Despite mixed reception from critics who criticized the game for its repetitiveness, Wii Play was a commercial success, with strong sales being largely connected to the game's inclusion of an additional Wii Remote at the time of its release. It is the fifth best-selling game for the Wii and the fortieth best-selling video game of all-time, having sold 28.02 million copies worldwide. A sequel titled Wii Play: Motion was released in 2011.

==Gameplay==

Minigames such as Shooting Range, which pays homage to the NES game Duck Hunt, utilize the Wii Remote's infrared sensor, allowing the system to track where the user is pointing the controller.

Wii Play is a party game consisting of nine minigames that make use of the Wii Remote's several unique features. These games can either be played in single-player mode or in a two-player multiplayer versus mode in which each player's number of wins are recorded. Upon starting the game, only one of the featured minigames is accessible, but the other eight are systematically unlocked as the player tries each one. The player is able to use their own custom Mii avatars created through the Mii Channel, who appear in several of the included minigames. High scores are saved when playing in single-player mode, and achieving certain high scores awards the player with bronze, silver, gold and platinum medals for the respective game, along with a message sent to the Wii Message Board containing a short tip for that respective game.

===Games===

Shooting Range is a shooting game similar to Duck Hunt in which players go through several consecutive rounds of shooting objects that appear on the screen by pointing the Wii Remote at the Wii's sensor bar to aim and firing with the controller's trigger button. Objects include balloons, bullseye targets, clay disks, tin cans, and UFOs which descend from the sky and attempt to abduct tiny copies of the player's Mii. Extra points can be earned by shooting several objects consecutively without missing, and ducks also occasionally fly across the screen which can be shot for additional points. The game's multiplayer mode has two players competing to earn the highest number of points; conversely, a second player can join during single-player mode and help player one earn points, or player one can take a second Wii Remote and use it with their primary controller to assist in shooting.

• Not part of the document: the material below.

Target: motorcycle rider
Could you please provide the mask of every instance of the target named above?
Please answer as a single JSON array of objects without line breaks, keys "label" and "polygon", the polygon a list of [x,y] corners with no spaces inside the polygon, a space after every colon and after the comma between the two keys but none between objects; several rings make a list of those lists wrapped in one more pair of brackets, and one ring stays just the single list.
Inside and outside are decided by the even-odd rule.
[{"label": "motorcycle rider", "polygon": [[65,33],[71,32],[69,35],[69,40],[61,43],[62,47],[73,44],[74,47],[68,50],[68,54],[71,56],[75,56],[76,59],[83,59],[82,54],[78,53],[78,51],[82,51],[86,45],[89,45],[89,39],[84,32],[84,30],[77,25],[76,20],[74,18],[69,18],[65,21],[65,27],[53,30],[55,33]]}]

In Find Mii, crowds of unique Mii characters gather on the screen, out of which the player must locate certain Miis whose qualities pertain to the instructions given to the player, such as locating two identical characters or locating the fastest-moving character in a crowd of walking people. In single-player mode, the player must get through as many stages as possible before the time limit runs out, with each Mii found extending the number of seconds left on the timer and giving a certain number of points depending on how quickly the player locates and chooses them. In multiplayer mode, two players compete to find the highest number of Mii characters within two minutes. Choosing an incorrect Mii in single-player mode removes a number of seconds from the timer, while in multiplayer mode the player who picks the incorrect character loses points.

Table Tennis is a standard game of table tennis, in which the player volleys a ping-pong ball back and forth by pointing at the sensor bar and moving the Wii Remote from side to side. In single-player mode, the player cooperates with a computer player in order to rally the ball back and forth with each other as many times as possible. In multiplayer mode, two opponents compete to hit the ball past each other in order to score points, with the first player to achieve eleven points winning.

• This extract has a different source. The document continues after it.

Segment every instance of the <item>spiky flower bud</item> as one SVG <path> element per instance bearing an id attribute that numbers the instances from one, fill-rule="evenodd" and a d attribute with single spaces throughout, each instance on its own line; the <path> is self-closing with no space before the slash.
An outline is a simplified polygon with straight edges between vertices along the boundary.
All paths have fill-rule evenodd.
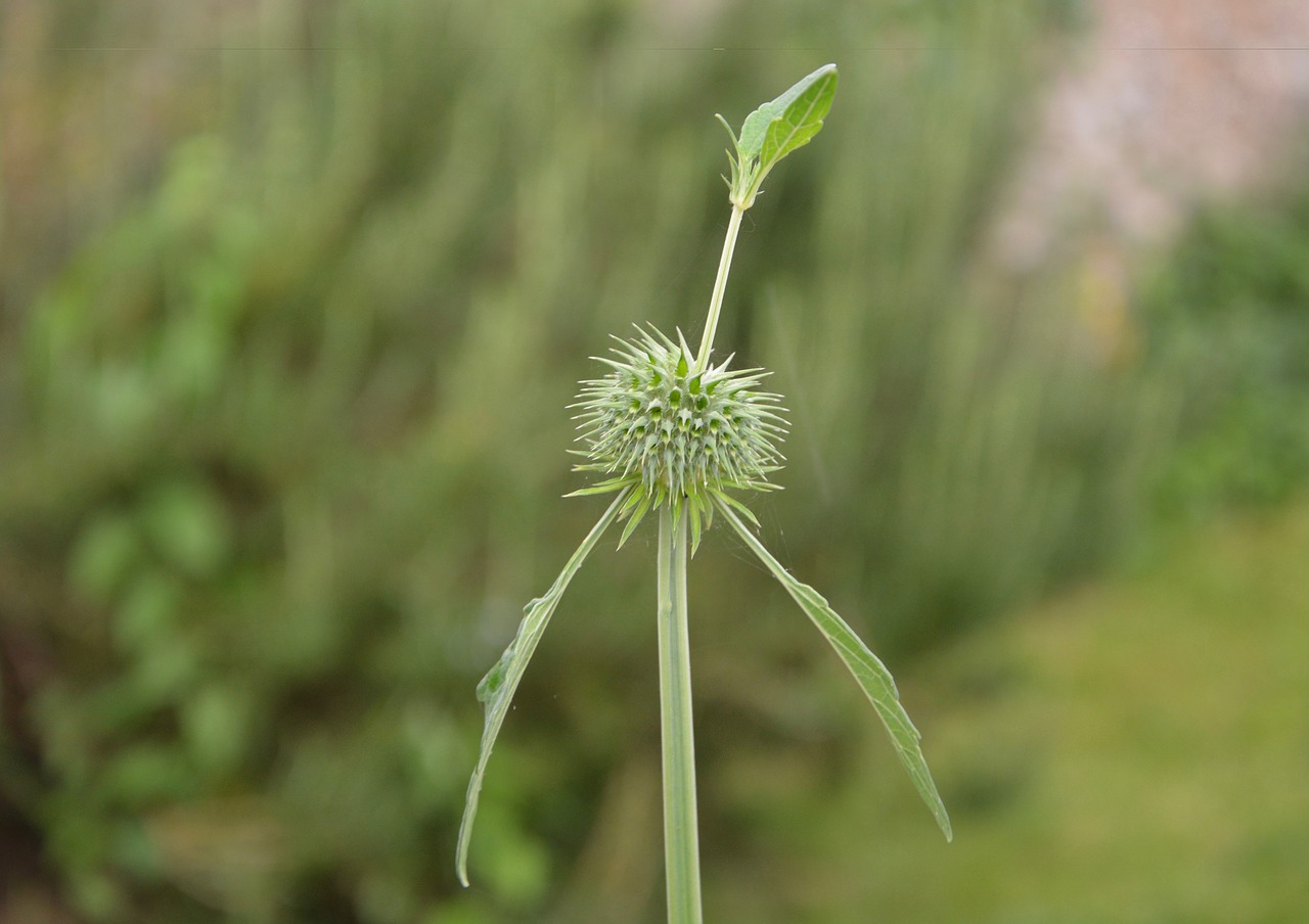
<path id="1" fill-rule="evenodd" d="M 665 503 L 674 513 L 690 513 L 698 541 L 702 516 L 704 525 L 712 518 L 712 500 L 740 509 L 724 491 L 776 487 L 767 476 L 781 467 L 778 444 L 787 421 L 779 411 L 785 408 L 778 406 L 780 395 L 754 390 L 767 372 L 728 370 L 730 356 L 696 372 L 681 334 L 678 343 L 654 327 L 639 334 L 614 338 L 614 357 L 594 357 L 613 372 L 581 383 L 573 407 L 583 408 L 579 438 L 590 461 L 577 470 L 607 478 L 576 493 L 628 489 L 624 541 Z"/>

In Pose Mii, the player controls their Mii character around an open background via the Wii Remote pointer and tries to burst large, falling bubbles and prevent them from descending to the bottom of the screen, twisting the Wii Remote in order to rotate the character and fit them into the silhouettes on the bubbles and pushing certain buttons to cycle between different poses that the Mii can strike in order to conform to the shapes of the silhouettes. The game is over once the player allows three bubbles to float past them and reach the bottom of the screen. In multiplayer mode, red and blue bubbles pertaining to each player's respective color fall down, and players attempt to get the highest number of points with each player losing a point if a bubble in their color falls to the bottom.

Laser Hockey is an air hockey game comparable to Pong in which two players try to hit a laser puck across the screen into the opponent's goal using a paddle controlled via the Wii Remote pointer. The paddle can be twisted around by twisting the Wii remote in order to hit the ball in different directions. Single-player mode is a two-minute match against the CPU, whereas in two-player mode, the first player to score eight points wins.

Billiards is a simplified nine-ball game of pool. In the game, the player uses the Wii Remote like a cue stick to strike the , which can be hit at different angles in order to add or execute . The player can also toggle the in-game camera angle between a top-down view and a view from behind the cue ball. The game ends when all have been pocketed. are earned differently depending on the game mode; in single player mode, it is determined by the number of turns taken to all of the object balls, while in multiplayer mode, points are earned corresponding to the number on the object ball that is pocketed. In both game modes, points are taken away for committing a , either by pocketing the cue ball or hitting an object ball not marked with a target.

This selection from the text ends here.